ビットコインが火曜日、5月中旬以来初めて8万ドル、日本円で約1275万円を突破した。ここ1週間の上昇率は約25.8%。実に2年以上で最も力強い週間ラリーとなった。
コインゲッコーのデータによれば、ビットコイン(BTC)は一時8万1160.06ドル、約1293万円まで上昇した。
今回の上昇の裏側にあるのは、米国の現物ビットコインETFを通じた資金流入だ。これらのETFには先週、19億2000万ドル、約3059億円の純流入があった。
シグナム・バンクの最高投資責任者、ファビアン・ドリ氏はコインテレグラフにこう語る。

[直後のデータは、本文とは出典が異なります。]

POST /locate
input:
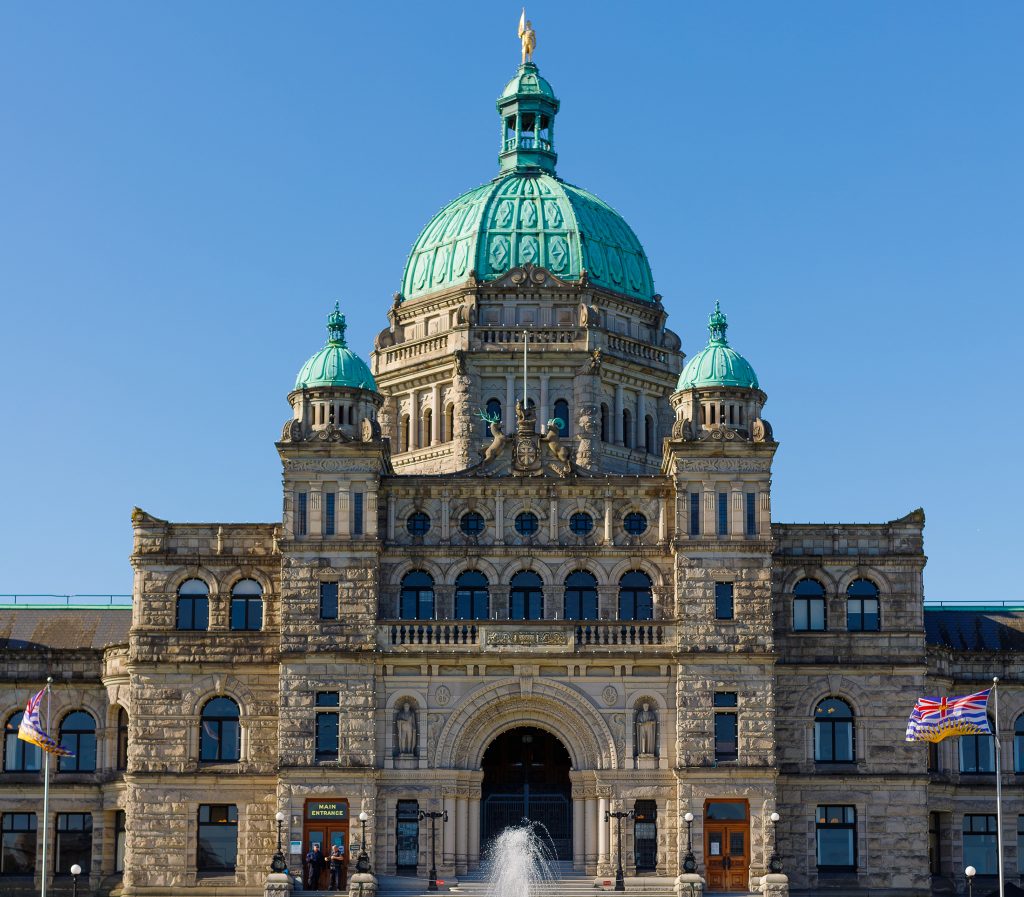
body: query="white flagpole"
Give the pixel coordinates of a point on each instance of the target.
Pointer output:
(46, 785)
(998, 776)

「今週の強さを主導しているのは、単なるレバレッジではなく、現物需要とETFを通じた投資家資金の流入だ。こうした土台の上に築かれた上昇は、先物ポジションの過熱で生まれるラリーよりも持続しやすい」
水曜日には、米財務省が長期債の流動性支援を目的とした買い戻しについて、1回あたりの上限を少なくとも2倍の40億ドル、約6373億円に引き上げると発表した。さらにドナルド・トランプ大統領は、ホワイトハウスでのイベントで、暗号資産市場構造法案を可決するよう議会に促した。
バーンスタインのガウタム・チュガニ氏らアナリストは、米財務省の決定をビットコイン上昇の「強力な引き金」と表現している。ビットコインは過去にも、流動性の拡大局面で好反応を示してきたためだ。